Doris moaned obligingly.
“No, no, too cowlike,” Chuch said. “You’re supposed to be feeling pain.”
“I realize that. But Sire, you haven’t gotten around to administering any pain yet. Even with this rack upon which I am stretched, naked, with my various orifices open to your eager inspection–”
“Please,” Chuch said, wincing.
“I was saying, not even this rack, upon which I am salaciously stretched, is done up tight enough to give me any pain, though of course I am simulating it as well as I can. It’s funny about pain–”
“There’s nothing funny about pain,” Chuch said. “It hurts.”
“I know. But it’s also exciting. When do we begin the rough stuff?”
“When do I begin!” Chuch roared. “That is the question! I told you, this is entirely my show, and you–”
“Yes, yes,” Doris said, moaning or mooning. “You know, you’re really very nice. There’s something boyish about you. And I like the way your eyes crinkle when you get angry.”
Chuch walked across the torture chamber and lighted a cigarette with shaking fingers. The bloody woman had ruined everything. Why couldn’t she act the way she was supposed to?
Just then the door creaked open and Vitello walked in. He wore a felt hunting cap with a buzzard’s claw stuck jauntily in the sweatband. His jerkin was robin’s egg blue, and it was set off nicely by his low-slung swordbelt of deepest pastrami pink. Orange, curly-toed boots of ganzer hide, imported from an entirely different realm of discourse, completed his ensemble. Hulga and Fufnir were with him.
“What ho!” Vitello cried.
“Besmirch me your ho’s,” Chuch said. “What news do you bring?”
“Why, Lord, the stars move steadily in their courses, and, on the little worlds of man, the seasons advance, spring to summer, summer to fall–”
“Really, Vitello, you are not to deliver rhapsodic flights under pain of my extreme displeasure.”
Vitello smiled into his sleeve, for he knew that he was presently indispensable to Prince Chuch, who had no one else around with whom he could discuss his situation.
“Don’t be so sure of yourself,” Chuch said, reading Vitello’s thoughts. “This place is full of servants
who would listen night and day to my utmost whines if I so desired it.”
“But that would not be satisfactory, Sire,” Vitello said. “Such a discourse would not advance the plot, and would be sure to leave a sour taste of exposition in your mouth.”
“You could talk to me,” Doris said wistfully.
“To business,” Chuch said. “Vitello, can you forgo your madcap antics long enough to tell me the news?”
“Aye, Sire, and the news is good. I have been successful in negotiating a treaty with Haldemar. He is your ally now, Sire, and ready to join your attack against Glorm.”

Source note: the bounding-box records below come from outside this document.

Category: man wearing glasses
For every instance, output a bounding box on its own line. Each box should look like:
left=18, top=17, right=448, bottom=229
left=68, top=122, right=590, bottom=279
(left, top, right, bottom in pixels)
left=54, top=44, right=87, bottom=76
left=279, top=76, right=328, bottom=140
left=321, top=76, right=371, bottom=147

“Oh, that’s good news indeed!” Chuch cried. “Events are moving my way at last! A drink! We must all have a drink!”
Liquor was found and Doris was untied so she could join in. A bathrobe was found for her because she was taking up entirely too much attention.
Several drinks later, Count John came rushing in.
“Haldemar is here!” he cried.
“That’s as it should be,” said Chuch. “He is our ally, Uncle.”
“But those men with him–”
“His retinue, no doubt.”
“There are at least fifty thousand of them,” John said. “They have landed on my planet without permission!”
Chuch turned to Vitello. “Did you tell that barbarian he could land his troops?”
“Certainly not! I was much against it. But what could I do? Haldemar insisted upon accompanying me to Crimsole with his fleet. Since they were allies, I could not stop them from landing. I was just able to divert them from the capital by suggesting they might like to try Fun Park at nearby Vacation City. You know what barbarians are like.”
“But I don’t want them here,” John said. “Can’t we just thank them and give them a good dinner and send them back home until we need them?”
Just then Anne rushed in, her face ashen. “They’re spreading over the countryside, getting drunk and making remarks to women! I’ve pacified them temporarily by giving them unlimited free rides on the roller coaster, but I don’t know how long that will hold them.”